À cette date, la PAC était tombée dans des travers particulièrement inefficaces. Le prix des céréales à l'intérieur des frontières européennes représentait plus du double de leur prix mondial. De ce fait, l'élevage européen consommait de moins en moins de céréales européennes. Qui étaient, elles, produites en quantité croissante du fait des prix élevés. Pour soutenir les cours, les achats publics absorbaient d'énormes budgets de stockage et de subventions à l'exportation (en 1990, près de 30 milliards d’euros de l'époque pour ces deux dépenses). Sur plusieurs grands produits (blé, vin, lait), les incitations à produire étaient telles que certains agriculteurs produisaient directement pour les achats publics d'intervention, sans rechercher des marchés solvables.

Cette PAC historique illustre les limites des politiques de fixation des prix. Si un système de régulation des marchés peut aider à gérer des baisses temporaires de prix (l'État peut revendre ses achats d'intervention dès que les prix ont remonté), il n'est pas adapté à des situations plus structurelles. Le défi se pose toujours dans la PAC d'aujourd'hui. Ainsi, en 2015-2016, la puissance publique a financé des achats de lait pour soutenir les cours et a in fine accumulé des stocks considérables de poudre de lait. En 2018, ces stocks persistent, et leur vente progressive sur les marchés risque de peser sur les cours pendant plusieurs années.
 

La PAC, 1992-2013 : fin progressive des prix garantis

Du fait de l'effet combiné de la garantie des prix et du progrès technique, le déséquilibre entre offre et demande sur les grands produits agricoles plongea la Communauté dans de graves crises budgétaires et politiques à la fin des années 1980. La PAC, politique emblématique de la construction européenne, devenait un facteur de division.

De fait, le système d'intervention pouvait difficilement être pérenne sans une baisse des prix garantis permettant d’éviter des déséquilibres structurels entre les quantités offertes et demandées. Mais les intérêts nationaux et les dysfonctionnements du processus de décision communautaire rendirent difficile un tel ajustement pendant deux décennies. La France avait intérêt à des prix d'intervention des céréales élevés qui accroissait son "retour budgétaire". L'Allemagne insistait pour une hausse des prix d'intervention à chaque réévaluation du mark afin de ne pas pénaliser ses agriculteurs qui auraient vu les prix (fixés en ECU puis en euros) baisser en monnaie nationale. La somme des intérêts nationaux ne permettait pas une solution collectivement satisfaisante.
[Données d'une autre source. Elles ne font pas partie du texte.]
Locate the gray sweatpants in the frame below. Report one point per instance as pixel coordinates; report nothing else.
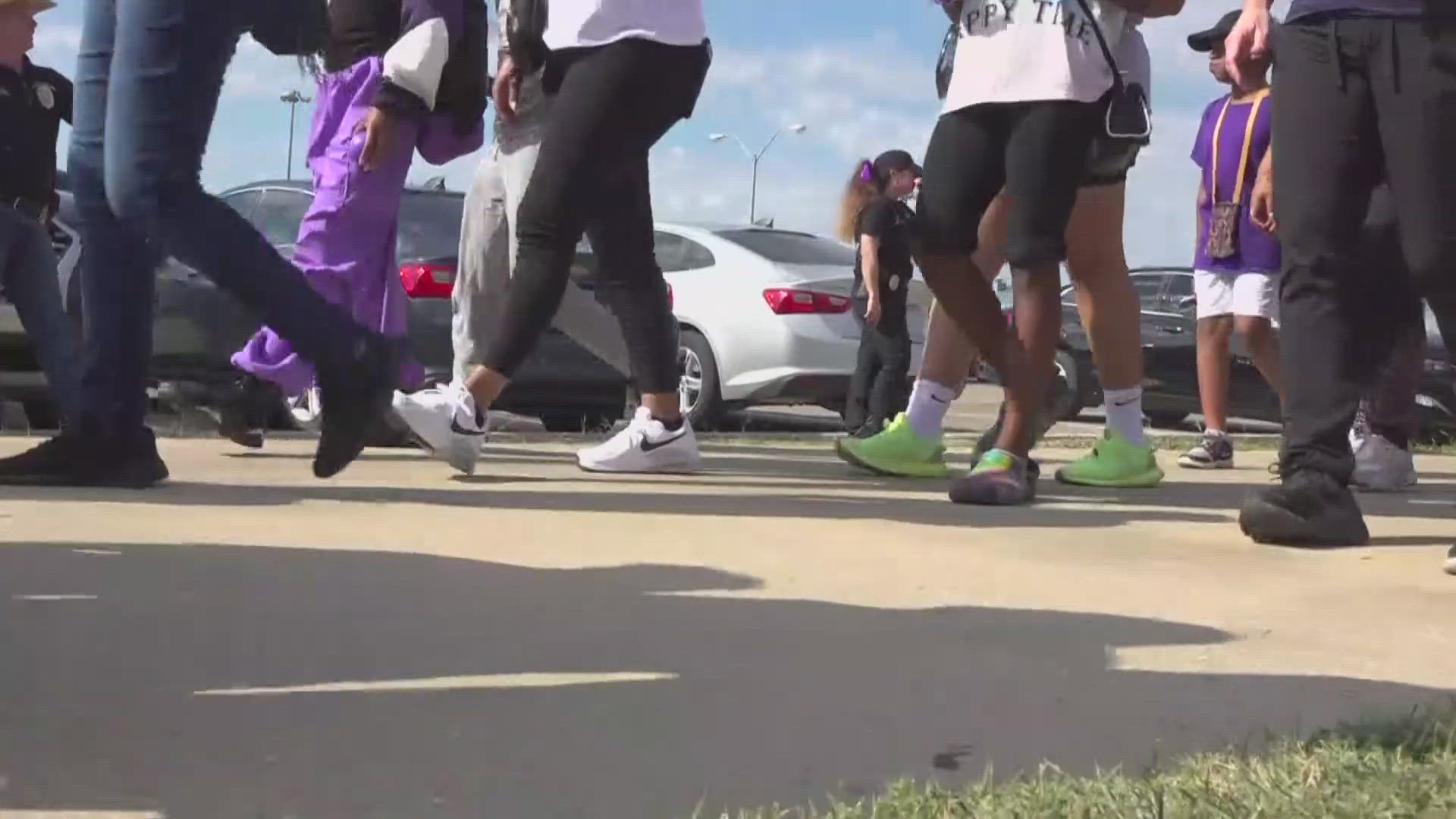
(488, 257)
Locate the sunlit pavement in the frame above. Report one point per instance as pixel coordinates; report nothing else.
(538, 643)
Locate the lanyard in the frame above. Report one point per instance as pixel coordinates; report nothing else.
(1244, 153)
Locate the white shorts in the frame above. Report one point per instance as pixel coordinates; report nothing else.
(1222, 293)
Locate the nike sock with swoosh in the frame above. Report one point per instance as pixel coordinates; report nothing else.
(1125, 413)
(929, 403)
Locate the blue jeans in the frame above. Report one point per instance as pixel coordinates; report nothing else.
(30, 281)
(147, 83)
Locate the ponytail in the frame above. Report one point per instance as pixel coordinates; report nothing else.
(862, 187)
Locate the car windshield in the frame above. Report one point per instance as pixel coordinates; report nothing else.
(786, 246)
(430, 224)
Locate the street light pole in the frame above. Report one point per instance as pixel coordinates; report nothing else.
(293, 98)
(756, 158)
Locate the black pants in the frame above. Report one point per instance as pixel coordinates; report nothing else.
(1036, 150)
(1357, 99)
(612, 105)
(877, 391)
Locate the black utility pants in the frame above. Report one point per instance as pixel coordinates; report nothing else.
(1357, 99)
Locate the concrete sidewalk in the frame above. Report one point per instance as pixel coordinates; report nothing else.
(538, 643)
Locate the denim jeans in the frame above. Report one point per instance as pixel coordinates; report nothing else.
(147, 85)
(488, 251)
(28, 280)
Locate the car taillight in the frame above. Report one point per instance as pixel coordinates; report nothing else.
(786, 302)
(427, 280)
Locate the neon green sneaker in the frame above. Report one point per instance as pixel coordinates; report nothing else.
(897, 450)
(1114, 463)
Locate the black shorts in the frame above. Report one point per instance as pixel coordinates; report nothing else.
(1036, 150)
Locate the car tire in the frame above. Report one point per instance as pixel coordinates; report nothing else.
(698, 381)
(41, 414)
(592, 422)
(1168, 420)
(1065, 403)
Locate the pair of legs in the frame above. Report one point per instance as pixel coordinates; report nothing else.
(28, 280)
(610, 107)
(346, 246)
(1037, 152)
(877, 391)
(1360, 98)
(147, 85)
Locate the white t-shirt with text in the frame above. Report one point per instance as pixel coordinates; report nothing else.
(574, 24)
(1034, 50)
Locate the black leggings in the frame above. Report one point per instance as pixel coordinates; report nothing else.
(878, 390)
(612, 104)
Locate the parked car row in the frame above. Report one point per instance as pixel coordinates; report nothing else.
(764, 316)
(1168, 325)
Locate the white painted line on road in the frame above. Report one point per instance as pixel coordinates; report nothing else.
(446, 684)
(52, 599)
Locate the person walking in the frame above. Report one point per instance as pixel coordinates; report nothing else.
(34, 102)
(147, 85)
(874, 218)
(622, 74)
(383, 71)
(1235, 262)
(488, 256)
(1365, 95)
(915, 444)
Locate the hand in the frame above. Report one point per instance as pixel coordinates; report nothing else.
(1261, 205)
(873, 312)
(507, 91)
(1248, 42)
(381, 134)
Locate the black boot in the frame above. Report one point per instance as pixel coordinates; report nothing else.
(88, 457)
(356, 394)
(1308, 509)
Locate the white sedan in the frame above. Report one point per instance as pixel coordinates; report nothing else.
(764, 316)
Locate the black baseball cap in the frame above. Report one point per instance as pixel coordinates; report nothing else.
(893, 161)
(1204, 41)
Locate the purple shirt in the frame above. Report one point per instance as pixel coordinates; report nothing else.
(1256, 251)
(1362, 8)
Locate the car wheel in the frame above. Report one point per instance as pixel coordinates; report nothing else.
(1065, 403)
(698, 385)
(1166, 420)
(41, 414)
(593, 422)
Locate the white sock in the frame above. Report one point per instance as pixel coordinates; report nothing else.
(1125, 413)
(929, 403)
(466, 413)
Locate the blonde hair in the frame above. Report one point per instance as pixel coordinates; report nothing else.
(861, 188)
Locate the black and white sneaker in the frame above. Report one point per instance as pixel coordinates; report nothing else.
(647, 445)
(1213, 452)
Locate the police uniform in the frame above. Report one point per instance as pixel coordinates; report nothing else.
(34, 101)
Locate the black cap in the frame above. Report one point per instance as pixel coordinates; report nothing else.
(1206, 39)
(893, 161)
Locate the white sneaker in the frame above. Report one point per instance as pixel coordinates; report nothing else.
(644, 447)
(435, 416)
(1381, 466)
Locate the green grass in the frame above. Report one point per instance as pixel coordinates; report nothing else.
(1372, 770)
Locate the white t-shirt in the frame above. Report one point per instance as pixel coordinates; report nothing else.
(574, 24)
(1031, 50)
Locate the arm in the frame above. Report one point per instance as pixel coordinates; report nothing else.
(414, 64)
(870, 268)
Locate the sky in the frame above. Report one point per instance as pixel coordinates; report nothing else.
(856, 74)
La première réforme majeure fut introduite dans le secteur laitier. Le lait était un secteur où la surproduction due aux prix garantis était chronique. Des quantités maximales de production (quotas) furent attribuées à chaque producteur. Si l'allocation de ces quotas provoqua beaucoup d'insatisfaction, en particulier en Italie qui s'estimait lésée, cette réforme permit de maîtriser les coûts budgétaires dans ce secteur. Les quotas ne seront abandonnés qu’en 2015, face aux perspectives favorables des marchés mondiaux et parce qu'acheter des droits à produire qui avaient pris une valeur financière, était devenu une barrière à l'installation des jeunes. Pour les autres productions, des mesures efficaces furent adoptées en 1992 seulement. Les négociations internationales (cycle de l’Uruguay, voir ci-dessous) ont joué un rôle, moins cependant que la volonté de maîtriser les coûts budgétaires.

La réforme de 1992 a initié une phase de transition d'une vingtaine d'années vers une PAC bien moins administrée par la puissance publique. De fortes baisses des prix garantis pour les céréales (-35%) et la viande bovine (-15%) ont été décidées. Afin de compenser ce choc de revenu pour les producteurs, des aides directes, basées sur le nombre d'hectares de grandes cultures et le cheptel bovin, ont été distribuées.
Sur le plan budgétaire, la réforme amena une baisse significative de certaines dépenses comme les subventions aux exportations. En revanche, du fait de la compensation des baisses de prix par des aides directes aux agriculteurs, une partie du soutien qui était payé par les consommateurs (via des prix élevés) a été payé par les contribuables. Le budget de la PAC n'a donc pas diminué en termes réels sur la période 1992-2013.

Cette réforme de 1992 a constitué une rupture dans l'histoire de la PAC. Elle a été approfondie en 1999 et 2003, puis par des réformes sectorielles jusqu'en 2006. Elle a permis un fort accroissement de la demande de céréales européennes – devenues meilleur marché – par l'industrie de l'alimentation animale. Elle a résolu les problèmes d'excédents, signes de l'impasse dans laquelle était tombée la PAC "historique", et mis fin aux subventions à l'exportation (qui ont disparu en 2013). Elle s’est traduite par le démantèlement du système d'achats publics, qui sera par la suite limité à des situations de crises. Mais sans prix garantis, elle laisse les agriculteurs exposés aux prix mondiaux.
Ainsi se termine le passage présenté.